While it is believed DNA, environmental factors and a common virus known as Epstein-Barr could trigger MS, scientists at University of South Australia are investigating the “biology” behind a person’s risk of developing it.

MS is a central nervous system autoimmune condiiton which impacts muscles and can result in fatigue, difficulty walking, loss of balance and pain.

According to MS Australia, symptoms can be “varied and unpredictable”.

The university will conduct an Australian-first study using a method known as “recall by genotype” to explore the genetic causes of MS.

The research could uncover how the Epstein-Barr virus leads to MS in some people but not in others.

“For many years we’ve known that the Epstein-Barr virus is a likely precursor for MS,” said lead researcher Dr David Stacey said.

“But because the virus affects up to 90% of the population, it’s difficult to pin down why some people go on to develop MS while others don’t.

“We believe the way a person’s immune system responds to the Epstein-Barr virus may be a key factor, and genetics can help us uncover that.”

The study will involve over calculating the genetic risk scores for over 1000 participants from South Australia who have not been diagnosed with MS.

It will then compare traits against those with a high or low risk.

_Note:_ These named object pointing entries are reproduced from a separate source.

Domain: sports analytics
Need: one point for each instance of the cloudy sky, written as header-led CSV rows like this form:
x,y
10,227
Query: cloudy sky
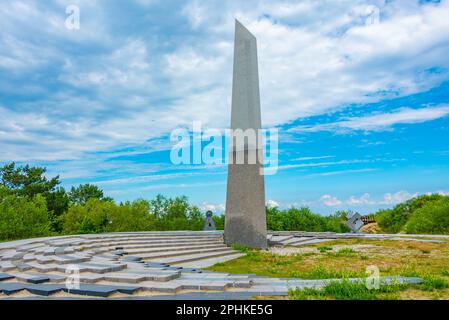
x,y
359,91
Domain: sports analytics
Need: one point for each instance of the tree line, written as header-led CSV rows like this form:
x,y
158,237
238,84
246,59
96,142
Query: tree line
x,y
32,205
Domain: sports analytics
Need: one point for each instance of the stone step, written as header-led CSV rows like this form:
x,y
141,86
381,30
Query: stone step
x,y
111,242
204,263
142,239
166,254
194,257
185,246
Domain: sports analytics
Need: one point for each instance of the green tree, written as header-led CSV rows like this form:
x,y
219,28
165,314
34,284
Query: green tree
x,y
85,192
22,217
26,181
91,217
431,218
394,220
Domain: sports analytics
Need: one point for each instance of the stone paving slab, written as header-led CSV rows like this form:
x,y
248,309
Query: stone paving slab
x,y
114,263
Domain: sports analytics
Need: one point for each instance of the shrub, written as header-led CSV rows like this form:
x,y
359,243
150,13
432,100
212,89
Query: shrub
x,y
303,219
432,218
22,217
93,217
394,220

”By grouping people based on their genetic profile, we expect to find those with a high genetic risk for MS will also show biological differences – even if they don’t have the disease,” Dr Stacey added.

“That could reveal how the Epstein-Barr virus and MS are connected and identify early warning signs or biomarkers for MS.”

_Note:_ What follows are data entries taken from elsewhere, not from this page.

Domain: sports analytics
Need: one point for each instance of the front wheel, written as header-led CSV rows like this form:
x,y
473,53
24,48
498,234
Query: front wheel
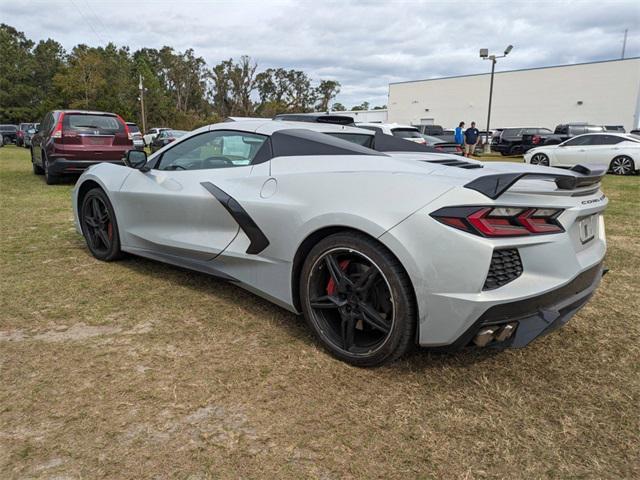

The ‘recall by genotype’ method used in this study will guide other researchers to establish standards operating procedures in similar genetic studies.

Dr Stacey said it will help tackle ethical questions regarding sharing genetic risk information with patients.

“If we identify people who are at risk of developing MS, we need to consider how – and whether – to share that information, particularly as this information may not yet be clinically actionable,” Dr Stacey said.

“This study will explore those ethical, legal and social questions to guide how future studies approach personal genetic risk.”

It’s hoped the study will help support early diagnostic tools and preventative strategies for MS.